Tests fail when locale is not UTF-8
Trying to build plexus-archiver v3.7.0 and v4.2.2 on ppc64le platform, however facing the following test case error:-
[ERROR] Tests run: 6, Failures: 1, Errors: 0, Skipped: 0, Time elapsed: 0.102 s <<< FAILURE! - in org.codehaus.plexus.archiver.zip.ZipUnArchiverTest
[ERROR] testUnarchiveUtf8(org.codehaus.plexus.archiver.zip.ZipUnArchiverTest) Time elapsed: 0.021 s <<< FAILURE!
junit.framework.AssertionFailedError
at org.codehaus.plexus.archiver.zip.ZipUnArchiverTest.testUnarchiveUtf8(ZipUnArchiverTest.java:86)
This is a locale error. It assumes you use xx_YY.UTF-8. What is your locale?
sh-4.2# locale LANG= LC_CTYPE="POSIX" LC_NUMERIC="POSIX" LC_TIME="POSIX" LC_COLLATE="POSIX" LC_MONETARY="POSIX" LC_MESSAGES="POSIX" LC_PAPER="POSIX" LC_NAME="POSIX" LC_ADDRESS="POSIX" LC_TELEPHONE="POSIX" LC_MEASUREMENT="POSIX" LC_IDENTIFICATION="POSIX" LC_ALL=
This will not work. We need to test for file.encoding/Charset#default() and skip such tests.
Can you disable this test and see whether the rest works?
I can reproduce with LC_ALL=C mvn verify:
[ERROR] Tests run: 8, Failures: 1, Errors: 0, Skipped: 0, Time elapsed: 0.104 s <<< FAILURE! - in org.codehaus.plexus.archiver.zip.ZipUnArchiverTest
[ERROR] testUnarchiveUtf8(org.codehaus.plexus.archiver.zip.ZipUnArchiverTest) Time elapsed: 0.021 s <<< FAILURE!
junit.framework.AssertionFailedError
at org.codehaus.plexus.archiver.zip.ZipUnArchiverTest.testUnarchiveUtf8(ZipUnArchiverTest.java:86)
on
$ LC_ALL=C mvn -v
Apache Maven 3.5.4 (1edded0938998edf8bf061f1ceb3cfdeccf443fe; 2018-06-17T20:33:14+02:00)
Maven home: /usr/local/apache-maven-3.5.4
Java version: 1.8.0_242, vendor: Oracle Corporation, runtime: /usr/local/openjdk8/jre
Default locale: en_US, platform encoding: US-ASCII
OS name: "freebsd", version: "12.1-stable", arch: "amd64", family: "unix"
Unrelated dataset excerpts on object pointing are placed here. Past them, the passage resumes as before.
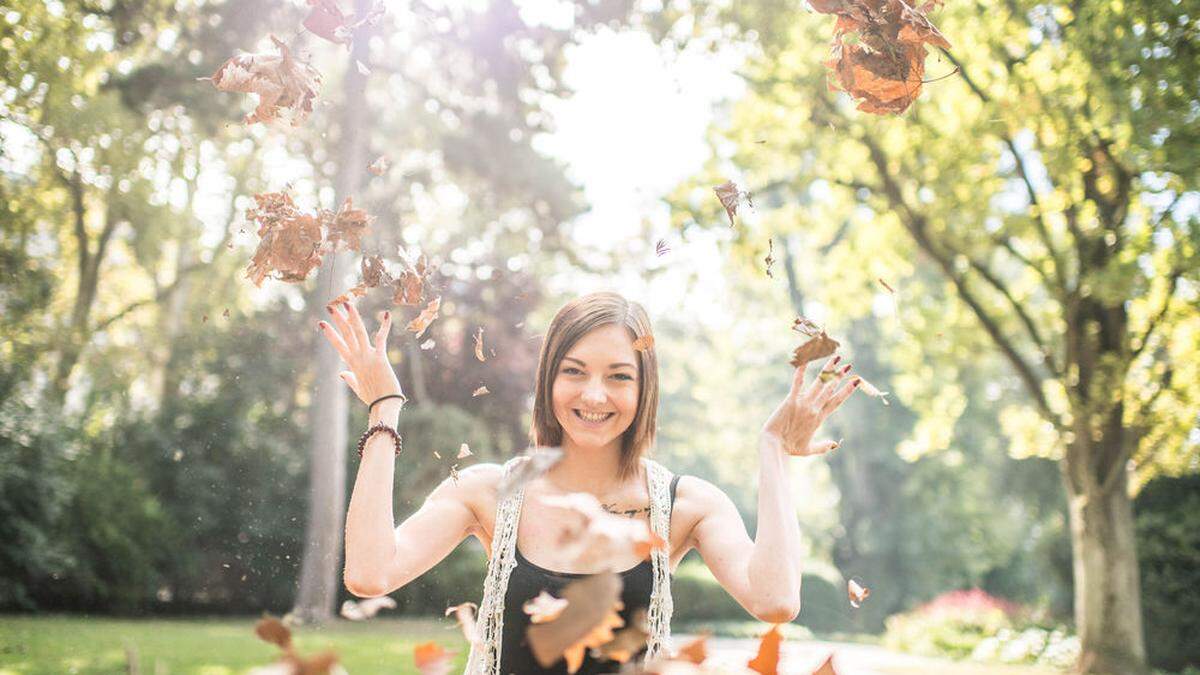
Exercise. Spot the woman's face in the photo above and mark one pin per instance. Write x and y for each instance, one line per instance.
(595, 388)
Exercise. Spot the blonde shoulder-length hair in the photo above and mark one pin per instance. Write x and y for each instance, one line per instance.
(573, 322)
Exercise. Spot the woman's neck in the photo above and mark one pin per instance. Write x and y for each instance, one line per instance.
(587, 470)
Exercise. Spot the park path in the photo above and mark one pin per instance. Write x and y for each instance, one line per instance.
(802, 657)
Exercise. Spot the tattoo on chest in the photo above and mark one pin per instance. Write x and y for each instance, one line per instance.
(628, 512)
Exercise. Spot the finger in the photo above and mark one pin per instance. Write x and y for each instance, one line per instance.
(343, 329)
(360, 330)
(335, 339)
(382, 334)
(351, 381)
(841, 395)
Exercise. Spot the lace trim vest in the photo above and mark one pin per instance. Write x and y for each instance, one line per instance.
(485, 657)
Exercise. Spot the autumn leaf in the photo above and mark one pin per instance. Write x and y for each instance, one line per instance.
(379, 166)
(544, 607)
(432, 658)
(587, 621)
(425, 318)
(731, 198)
(857, 592)
(479, 344)
(286, 88)
(766, 662)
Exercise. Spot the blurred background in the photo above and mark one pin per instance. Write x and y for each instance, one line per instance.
(1013, 258)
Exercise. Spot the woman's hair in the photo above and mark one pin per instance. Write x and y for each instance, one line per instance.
(573, 322)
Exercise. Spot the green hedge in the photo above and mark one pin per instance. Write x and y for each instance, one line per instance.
(1168, 524)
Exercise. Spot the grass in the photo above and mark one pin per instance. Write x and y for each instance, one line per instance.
(61, 645)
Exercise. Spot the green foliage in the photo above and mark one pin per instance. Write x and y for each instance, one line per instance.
(1168, 521)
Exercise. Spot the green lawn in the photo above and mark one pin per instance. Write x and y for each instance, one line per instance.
(208, 646)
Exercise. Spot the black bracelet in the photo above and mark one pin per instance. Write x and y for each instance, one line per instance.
(379, 426)
(402, 398)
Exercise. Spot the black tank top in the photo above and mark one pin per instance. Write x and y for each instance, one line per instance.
(528, 579)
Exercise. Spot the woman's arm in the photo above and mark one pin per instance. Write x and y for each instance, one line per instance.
(765, 574)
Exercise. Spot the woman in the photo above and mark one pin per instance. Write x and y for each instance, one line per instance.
(597, 399)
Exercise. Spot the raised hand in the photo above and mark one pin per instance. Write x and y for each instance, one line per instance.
(797, 418)
(371, 374)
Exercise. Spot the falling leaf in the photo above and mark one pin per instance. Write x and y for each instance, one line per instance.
(871, 390)
(426, 317)
(366, 609)
(816, 347)
(544, 608)
(627, 641)
(857, 592)
(766, 662)
(645, 342)
(587, 621)
(479, 344)
(379, 166)
(286, 88)
(465, 614)
(731, 198)
(826, 667)
(538, 461)
(432, 658)
(879, 51)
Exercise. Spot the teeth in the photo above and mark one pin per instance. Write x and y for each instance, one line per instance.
(593, 417)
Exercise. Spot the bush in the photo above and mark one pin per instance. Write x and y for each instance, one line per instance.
(1168, 529)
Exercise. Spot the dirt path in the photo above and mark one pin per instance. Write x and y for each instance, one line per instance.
(801, 657)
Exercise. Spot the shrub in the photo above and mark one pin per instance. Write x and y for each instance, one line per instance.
(1168, 529)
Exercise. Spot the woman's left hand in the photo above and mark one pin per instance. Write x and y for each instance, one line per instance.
(796, 420)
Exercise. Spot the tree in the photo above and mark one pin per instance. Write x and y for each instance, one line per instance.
(1043, 183)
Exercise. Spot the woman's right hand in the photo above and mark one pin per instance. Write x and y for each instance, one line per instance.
(371, 375)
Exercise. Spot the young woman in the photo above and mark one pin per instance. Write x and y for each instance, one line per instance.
(597, 398)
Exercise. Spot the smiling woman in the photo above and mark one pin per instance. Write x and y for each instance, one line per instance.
(597, 399)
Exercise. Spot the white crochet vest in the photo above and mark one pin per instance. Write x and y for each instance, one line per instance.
(485, 657)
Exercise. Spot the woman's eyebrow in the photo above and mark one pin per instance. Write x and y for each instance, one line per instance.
(618, 364)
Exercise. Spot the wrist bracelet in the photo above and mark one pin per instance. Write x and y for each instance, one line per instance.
(384, 428)
(402, 398)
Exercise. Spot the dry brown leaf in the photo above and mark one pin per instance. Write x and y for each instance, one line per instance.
(766, 662)
(426, 317)
(286, 88)
(857, 592)
(479, 344)
(544, 607)
(587, 621)
(379, 166)
(432, 658)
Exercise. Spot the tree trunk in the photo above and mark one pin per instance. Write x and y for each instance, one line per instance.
(1108, 595)
(321, 568)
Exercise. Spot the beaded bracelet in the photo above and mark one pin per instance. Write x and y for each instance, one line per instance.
(379, 426)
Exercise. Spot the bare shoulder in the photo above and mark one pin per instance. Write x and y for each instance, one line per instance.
(695, 500)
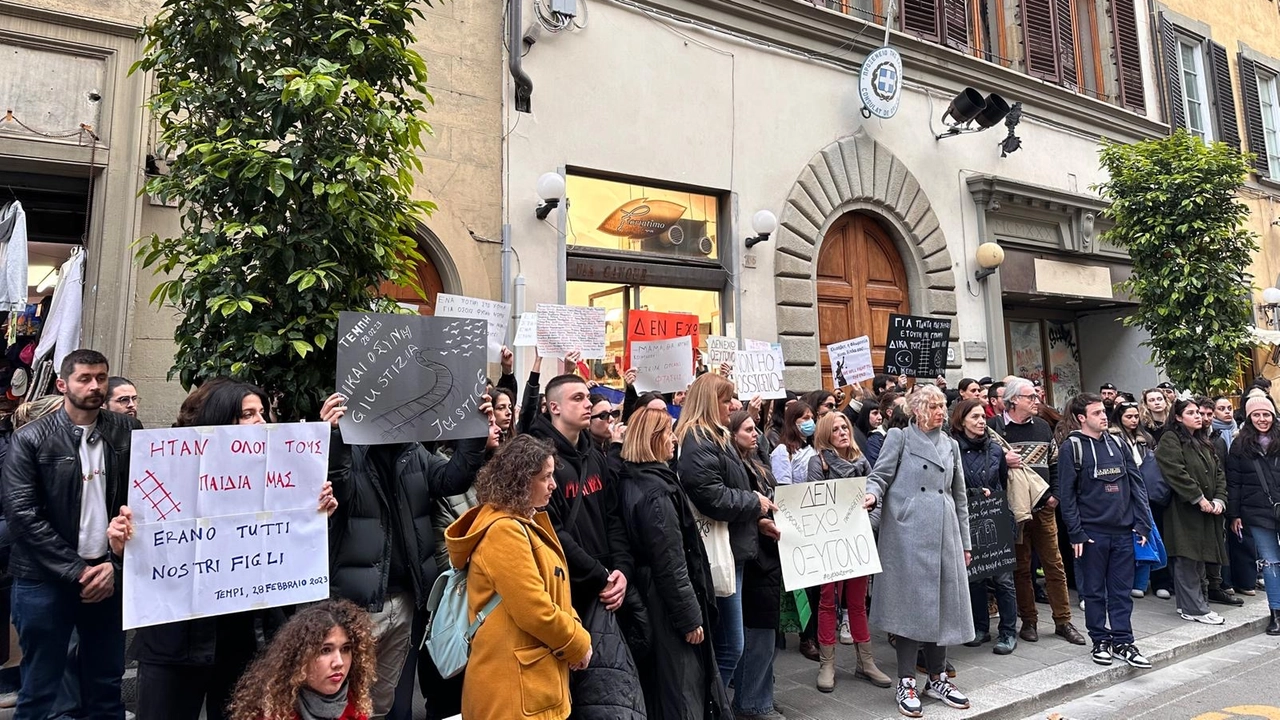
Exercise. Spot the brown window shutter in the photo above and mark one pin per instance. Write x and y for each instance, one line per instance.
(1224, 98)
(1038, 39)
(920, 17)
(1065, 21)
(1173, 78)
(955, 22)
(1253, 115)
(1128, 53)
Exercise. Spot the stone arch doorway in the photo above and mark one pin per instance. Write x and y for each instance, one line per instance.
(854, 174)
(860, 282)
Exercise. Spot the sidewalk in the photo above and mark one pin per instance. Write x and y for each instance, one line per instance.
(1037, 675)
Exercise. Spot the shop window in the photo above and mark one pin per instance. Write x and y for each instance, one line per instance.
(641, 218)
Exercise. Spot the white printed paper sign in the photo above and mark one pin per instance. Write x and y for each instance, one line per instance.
(497, 314)
(526, 331)
(826, 533)
(758, 373)
(565, 328)
(850, 361)
(225, 520)
(662, 365)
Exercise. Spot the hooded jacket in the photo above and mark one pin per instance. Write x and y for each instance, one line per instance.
(1107, 495)
(520, 656)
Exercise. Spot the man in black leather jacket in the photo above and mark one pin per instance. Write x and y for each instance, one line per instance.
(64, 478)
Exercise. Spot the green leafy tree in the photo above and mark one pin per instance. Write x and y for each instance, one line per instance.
(1174, 203)
(293, 126)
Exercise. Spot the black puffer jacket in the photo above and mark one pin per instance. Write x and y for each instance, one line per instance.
(42, 488)
(720, 488)
(1249, 496)
(369, 519)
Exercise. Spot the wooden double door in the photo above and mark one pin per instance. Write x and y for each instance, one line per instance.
(860, 283)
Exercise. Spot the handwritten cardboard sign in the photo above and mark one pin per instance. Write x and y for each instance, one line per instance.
(225, 520)
(850, 361)
(526, 331)
(917, 347)
(410, 378)
(991, 533)
(662, 365)
(826, 532)
(720, 350)
(645, 326)
(497, 314)
(565, 328)
(758, 373)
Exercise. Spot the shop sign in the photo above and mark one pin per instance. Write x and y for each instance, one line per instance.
(880, 83)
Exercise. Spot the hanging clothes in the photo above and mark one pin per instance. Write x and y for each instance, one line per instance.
(63, 324)
(13, 259)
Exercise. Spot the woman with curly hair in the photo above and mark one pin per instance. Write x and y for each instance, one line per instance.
(522, 652)
(319, 666)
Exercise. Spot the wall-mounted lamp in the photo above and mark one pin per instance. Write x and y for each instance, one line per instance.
(551, 188)
(763, 222)
(990, 256)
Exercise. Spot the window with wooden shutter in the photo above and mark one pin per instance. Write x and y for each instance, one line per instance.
(1040, 40)
(1224, 98)
(1173, 74)
(1255, 121)
(1128, 54)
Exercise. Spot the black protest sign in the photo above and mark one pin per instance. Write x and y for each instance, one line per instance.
(408, 378)
(917, 347)
(991, 534)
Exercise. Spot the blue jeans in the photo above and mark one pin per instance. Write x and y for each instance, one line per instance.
(45, 613)
(1105, 577)
(728, 629)
(1006, 598)
(753, 682)
(1267, 543)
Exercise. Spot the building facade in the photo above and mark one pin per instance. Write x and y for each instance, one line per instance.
(676, 121)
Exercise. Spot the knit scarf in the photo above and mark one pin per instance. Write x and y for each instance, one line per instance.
(315, 706)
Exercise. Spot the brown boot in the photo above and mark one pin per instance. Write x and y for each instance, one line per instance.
(827, 668)
(867, 666)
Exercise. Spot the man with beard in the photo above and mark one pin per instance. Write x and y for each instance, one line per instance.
(65, 477)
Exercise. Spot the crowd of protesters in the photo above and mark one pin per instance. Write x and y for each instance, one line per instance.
(581, 523)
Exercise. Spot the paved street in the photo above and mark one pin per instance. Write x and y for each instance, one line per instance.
(1238, 680)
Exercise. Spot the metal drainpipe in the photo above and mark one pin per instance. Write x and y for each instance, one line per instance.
(524, 86)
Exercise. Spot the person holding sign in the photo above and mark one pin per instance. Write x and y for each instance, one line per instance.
(64, 574)
(319, 666)
(718, 484)
(672, 575)
(839, 456)
(923, 593)
(193, 664)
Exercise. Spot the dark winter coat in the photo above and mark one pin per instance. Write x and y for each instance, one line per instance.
(1249, 496)
(673, 578)
(1193, 473)
(369, 519)
(720, 488)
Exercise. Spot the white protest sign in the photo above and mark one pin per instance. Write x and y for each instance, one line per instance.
(662, 365)
(497, 314)
(565, 328)
(720, 350)
(758, 373)
(225, 520)
(526, 331)
(826, 534)
(850, 361)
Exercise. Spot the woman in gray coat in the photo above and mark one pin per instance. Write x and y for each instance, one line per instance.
(922, 596)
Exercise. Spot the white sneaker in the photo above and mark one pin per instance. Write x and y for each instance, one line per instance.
(1208, 618)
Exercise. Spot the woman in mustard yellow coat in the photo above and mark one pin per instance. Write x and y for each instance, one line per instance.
(524, 651)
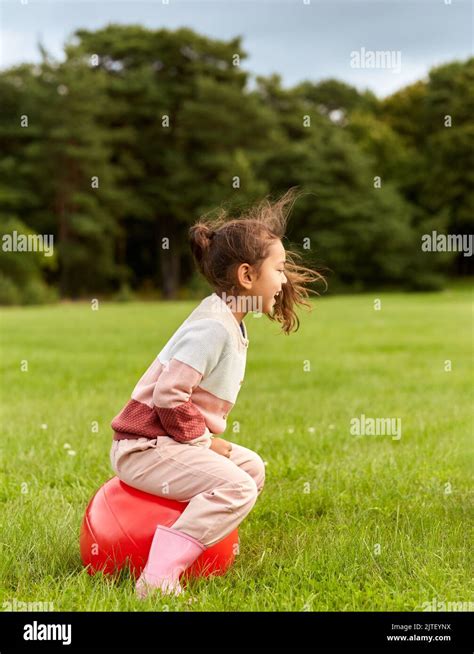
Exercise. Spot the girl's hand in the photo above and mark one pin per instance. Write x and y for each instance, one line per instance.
(221, 446)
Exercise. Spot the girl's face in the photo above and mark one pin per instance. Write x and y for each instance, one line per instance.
(271, 278)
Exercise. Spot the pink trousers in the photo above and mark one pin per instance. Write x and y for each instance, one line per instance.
(221, 491)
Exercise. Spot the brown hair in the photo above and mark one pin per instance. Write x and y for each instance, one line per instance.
(221, 244)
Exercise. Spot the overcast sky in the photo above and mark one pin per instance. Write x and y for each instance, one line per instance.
(297, 40)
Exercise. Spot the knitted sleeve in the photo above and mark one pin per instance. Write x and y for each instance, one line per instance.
(197, 351)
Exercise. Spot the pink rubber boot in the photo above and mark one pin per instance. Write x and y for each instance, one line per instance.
(171, 553)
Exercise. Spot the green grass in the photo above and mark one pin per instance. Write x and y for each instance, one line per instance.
(332, 501)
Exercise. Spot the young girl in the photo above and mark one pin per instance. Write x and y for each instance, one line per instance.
(164, 441)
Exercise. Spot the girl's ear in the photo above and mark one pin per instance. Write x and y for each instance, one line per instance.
(245, 275)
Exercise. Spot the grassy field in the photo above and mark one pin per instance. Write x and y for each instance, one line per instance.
(344, 523)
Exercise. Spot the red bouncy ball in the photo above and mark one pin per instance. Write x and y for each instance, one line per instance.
(119, 525)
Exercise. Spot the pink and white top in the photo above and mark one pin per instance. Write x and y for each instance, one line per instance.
(191, 386)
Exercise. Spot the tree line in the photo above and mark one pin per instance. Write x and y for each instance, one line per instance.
(116, 150)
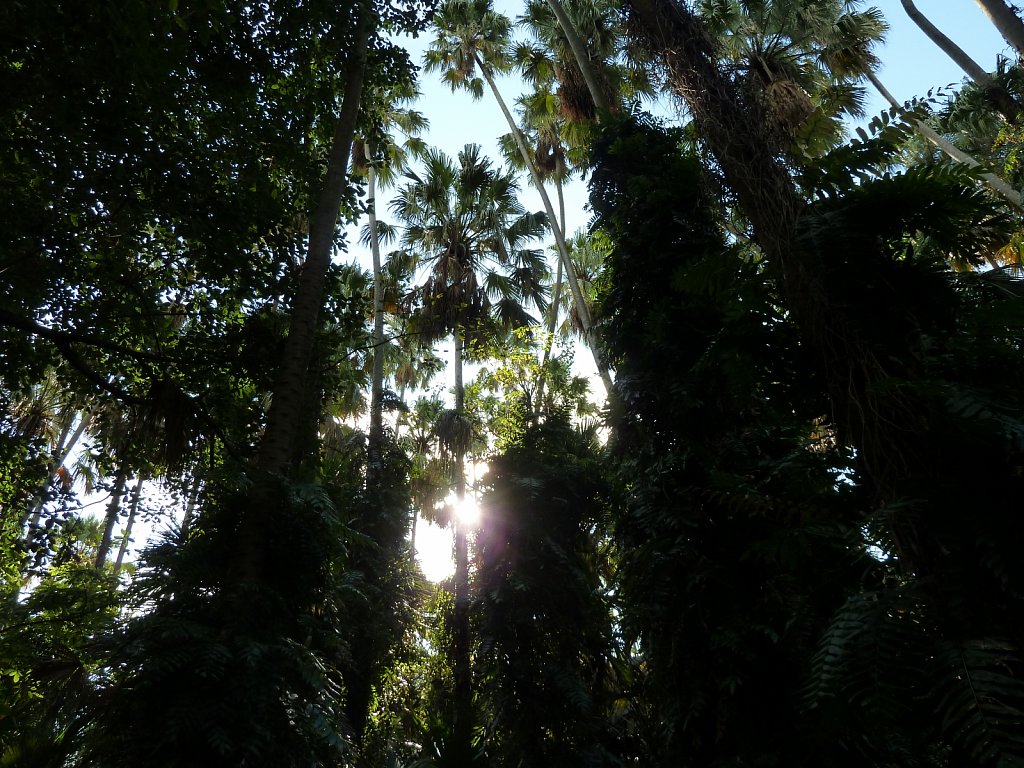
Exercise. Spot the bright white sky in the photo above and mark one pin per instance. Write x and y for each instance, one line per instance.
(911, 65)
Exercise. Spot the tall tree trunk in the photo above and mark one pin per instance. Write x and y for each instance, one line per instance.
(993, 182)
(563, 251)
(113, 509)
(285, 416)
(132, 513)
(285, 419)
(376, 435)
(582, 55)
(1007, 22)
(997, 95)
(189, 513)
(889, 432)
(60, 453)
(556, 297)
(463, 729)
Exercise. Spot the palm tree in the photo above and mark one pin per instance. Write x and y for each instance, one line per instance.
(803, 58)
(472, 38)
(384, 160)
(1005, 17)
(993, 182)
(1001, 98)
(468, 229)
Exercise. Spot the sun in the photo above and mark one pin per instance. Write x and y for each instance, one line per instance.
(466, 511)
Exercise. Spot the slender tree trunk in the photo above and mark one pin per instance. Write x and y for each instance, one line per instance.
(556, 298)
(993, 182)
(193, 500)
(463, 729)
(585, 315)
(132, 512)
(582, 55)
(285, 416)
(1007, 22)
(113, 509)
(60, 453)
(377, 381)
(998, 95)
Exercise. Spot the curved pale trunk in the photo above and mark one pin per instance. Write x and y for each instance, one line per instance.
(998, 95)
(132, 513)
(113, 509)
(285, 416)
(563, 251)
(1007, 22)
(992, 181)
(376, 435)
(581, 54)
(463, 729)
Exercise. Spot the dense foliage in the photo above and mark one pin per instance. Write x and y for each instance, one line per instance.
(788, 538)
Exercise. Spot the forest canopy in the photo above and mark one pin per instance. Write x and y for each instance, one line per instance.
(780, 523)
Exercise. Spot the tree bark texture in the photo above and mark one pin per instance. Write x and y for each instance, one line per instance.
(376, 434)
(463, 727)
(997, 95)
(113, 509)
(887, 433)
(582, 55)
(132, 514)
(586, 318)
(285, 416)
(993, 182)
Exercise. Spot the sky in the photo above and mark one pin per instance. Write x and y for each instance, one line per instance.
(910, 66)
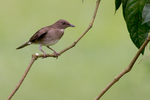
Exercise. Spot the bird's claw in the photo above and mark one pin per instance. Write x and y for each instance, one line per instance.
(45, 55)
(56, 54)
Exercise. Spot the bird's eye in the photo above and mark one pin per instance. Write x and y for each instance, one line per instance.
(64, 23)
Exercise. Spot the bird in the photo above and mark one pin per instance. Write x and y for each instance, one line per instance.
(48, 36)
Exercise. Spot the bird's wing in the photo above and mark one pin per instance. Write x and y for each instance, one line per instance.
(38, 34)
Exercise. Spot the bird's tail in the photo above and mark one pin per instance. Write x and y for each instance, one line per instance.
(25, 44)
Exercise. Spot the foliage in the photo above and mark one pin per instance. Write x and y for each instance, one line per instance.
(137, 17)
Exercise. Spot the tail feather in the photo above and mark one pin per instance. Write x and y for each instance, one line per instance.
(25, 44)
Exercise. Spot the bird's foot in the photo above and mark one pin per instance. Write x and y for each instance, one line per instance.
(56, 54)
(45, 55)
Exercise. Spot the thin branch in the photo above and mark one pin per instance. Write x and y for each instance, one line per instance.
(36, 56)
(23, 77)
(126, 70)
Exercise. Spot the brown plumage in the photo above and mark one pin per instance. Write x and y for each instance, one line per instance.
(48, 35)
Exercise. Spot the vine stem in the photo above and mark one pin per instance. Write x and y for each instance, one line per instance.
(126, 70)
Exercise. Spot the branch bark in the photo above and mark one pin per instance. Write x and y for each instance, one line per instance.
(126, 70)
(36, 56)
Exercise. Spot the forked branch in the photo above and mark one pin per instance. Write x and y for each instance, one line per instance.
(126, 70)
(36, 56)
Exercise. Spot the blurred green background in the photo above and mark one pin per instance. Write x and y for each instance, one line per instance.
(80, 73)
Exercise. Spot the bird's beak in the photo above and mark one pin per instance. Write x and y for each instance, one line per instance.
(72, 25)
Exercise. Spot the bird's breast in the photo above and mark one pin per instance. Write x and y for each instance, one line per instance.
(51, 37)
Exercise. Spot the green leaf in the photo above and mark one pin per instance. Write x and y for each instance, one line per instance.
(146, 14)
(117, 4)
(133, 17)
(124, 4)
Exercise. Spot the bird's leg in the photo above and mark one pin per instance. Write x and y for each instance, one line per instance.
(40, 47)
(55, 53)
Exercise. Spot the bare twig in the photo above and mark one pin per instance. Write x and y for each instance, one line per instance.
(126, 70)
(36, 56)
(23, 77)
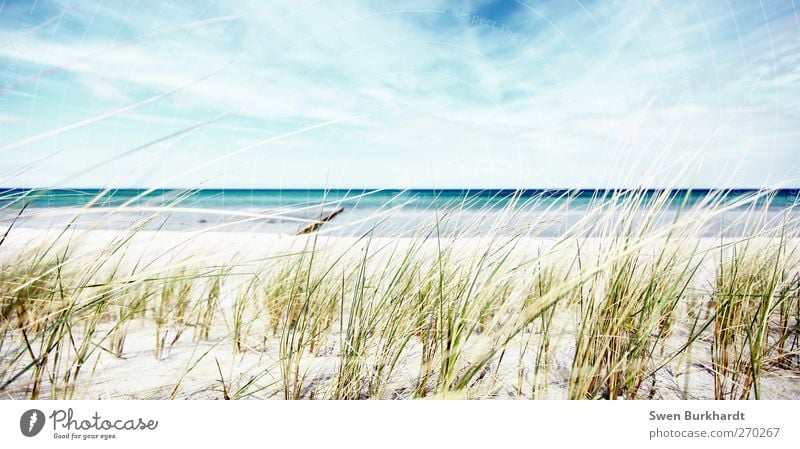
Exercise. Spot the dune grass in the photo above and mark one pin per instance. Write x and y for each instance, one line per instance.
(631, 302)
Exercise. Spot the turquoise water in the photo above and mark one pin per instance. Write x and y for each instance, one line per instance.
(363, 199)
(384, 212)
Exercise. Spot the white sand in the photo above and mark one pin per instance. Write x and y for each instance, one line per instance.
(195, 365)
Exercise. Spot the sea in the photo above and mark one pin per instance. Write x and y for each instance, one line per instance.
(380, 212)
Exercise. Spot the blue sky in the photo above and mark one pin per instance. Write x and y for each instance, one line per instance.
(558, 94)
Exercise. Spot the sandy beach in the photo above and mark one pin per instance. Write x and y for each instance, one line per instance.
(222, 338)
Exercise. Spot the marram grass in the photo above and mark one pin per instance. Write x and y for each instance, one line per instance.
(633, 302)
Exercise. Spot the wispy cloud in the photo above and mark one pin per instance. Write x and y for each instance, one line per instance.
(474, 93)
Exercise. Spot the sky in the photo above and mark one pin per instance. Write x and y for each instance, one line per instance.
(409, 94)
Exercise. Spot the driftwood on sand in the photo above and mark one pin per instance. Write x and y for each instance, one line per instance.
(318, 224)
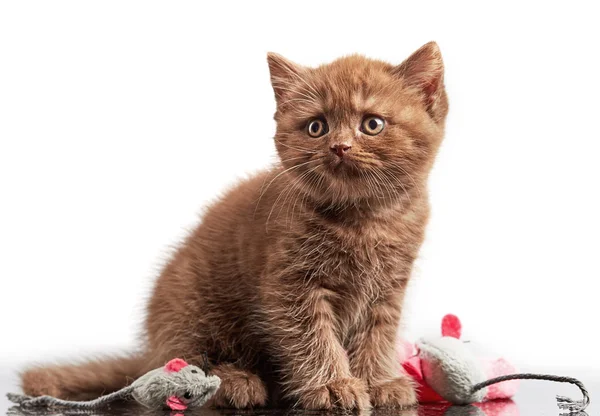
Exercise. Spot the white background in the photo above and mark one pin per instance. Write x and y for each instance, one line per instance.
(120, 120)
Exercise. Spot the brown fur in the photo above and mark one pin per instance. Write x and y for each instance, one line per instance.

These tests need to be viewed whether they work as intended:
$ grep -ri -E -e utf-?8 src/test/java/
src/test/java/org/codehaus/plexus/archiver/jar/DirectoryArchiverUnpackJarTest.java: archiver.addArchivedFileSet( afs, Charset.forName( "UTF-8" ) );
src/test/java/org/codehaus/plexus/archiver/tar/TarArchiverTest.java: File tmpDir = getTestFile( "src/test/resources/utf8" );
src/test/java/org/codehaus/plexus/archiver/zip/ConcurrentJarCreatorTest.java: zos.setEncoding( "UTF-8" );
src/test/java/org/codehaus/plexus/archiver/zip/PlexusIoZipFileResourceCollectionTest.java: final String manifest = IOUtils.toString( contents1, "UTF-8" );
src/test/java/org/codehaus/plexus/archiver/zip/ZipArchiverTest.java: zipArchiver.setEncoding( "UTF-8" );
src/test/java/org/codehaus/plexus/archiver/zip/ZipArchiverTest.java: zipArchiver2.setEncoding( "UTF-8" );
src/test/java/org/codehaus/plexus/archiver/zip/ZipArchiverTest.java: zipArchive.setEncoding( "UTF-8" );
src/test/java/org/codehaus/plexus/archiver/zip/ZipArchiverTest.java: public void testDefaultUTF8()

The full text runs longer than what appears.